Even though I also suspect that Newey didn't spent time working on this(due to his busy work on the real F1 car) but only showed up for some PR pictures, it is worthy to mention that this people who are skeptical about making super-fast cars that achieve huge accelerations, has not knowledge in the level of F1 aerodynamicist to say such thing.
In 1930, people would think it was impossible to make cars go at Degner(Suzuka), for instance, with over 245kmh and reach more than 5 Gs there(pictures). The RB6, even with all the current restrictions, did that this year. It's needed to mention that the current wings are pathetically small, the bottom of the car's downforce is hugely limited and the tires aren't as wide as it could be(a wider tire would have more adhesion force due to molecular.... ).
Can people, who say that tires can't resist that much pressure, please tell me how huge trucks expose their tires to MUCH MORE weight than X1's total load and it doesn't blow. There are trucks which carry dozens of tones. So, for sure the tires would handle the big X1's(or any unrestricted car) load on them. THE PROBLEM IS: the tires are a very complicated thing regarding friction coefficient decrease versus load increase.

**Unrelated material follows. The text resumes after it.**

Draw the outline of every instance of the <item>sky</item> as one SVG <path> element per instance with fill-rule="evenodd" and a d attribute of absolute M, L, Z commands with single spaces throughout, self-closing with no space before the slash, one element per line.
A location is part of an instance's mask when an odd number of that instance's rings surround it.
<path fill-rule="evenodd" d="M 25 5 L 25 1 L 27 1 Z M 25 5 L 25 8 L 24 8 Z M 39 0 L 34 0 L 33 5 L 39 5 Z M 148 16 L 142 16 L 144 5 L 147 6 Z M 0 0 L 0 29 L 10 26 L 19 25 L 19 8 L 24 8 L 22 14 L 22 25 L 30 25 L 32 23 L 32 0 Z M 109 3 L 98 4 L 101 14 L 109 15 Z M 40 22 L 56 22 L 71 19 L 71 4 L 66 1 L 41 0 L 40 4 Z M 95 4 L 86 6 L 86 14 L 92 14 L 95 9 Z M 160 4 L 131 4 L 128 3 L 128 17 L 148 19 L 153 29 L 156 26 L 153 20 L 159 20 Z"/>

In the GT site they use a tire model where the tire when exposed to big pressures, only drops to 91% of it's efficiency remaining with a high 1.91 coefficient.
Can a tire maintain or have at least 1.5 of coefficient even when exposed to 10000kgs of load, for instance?
If such tire can be made then considering that, virtually, there is no limit to how much downforce you can generate(just increasing the wing's area would make downforce increase as one's wish), it would be possible to build a car able to corner Tabac in Monaco at 450kmh, reaching about 25Gs.
PS: All this neglectiong drag and necessity to ridicolous powerful engines. And even if the drag didn't allow the car to achieve 450kmh, it would corner Tabac at +350kph, at least.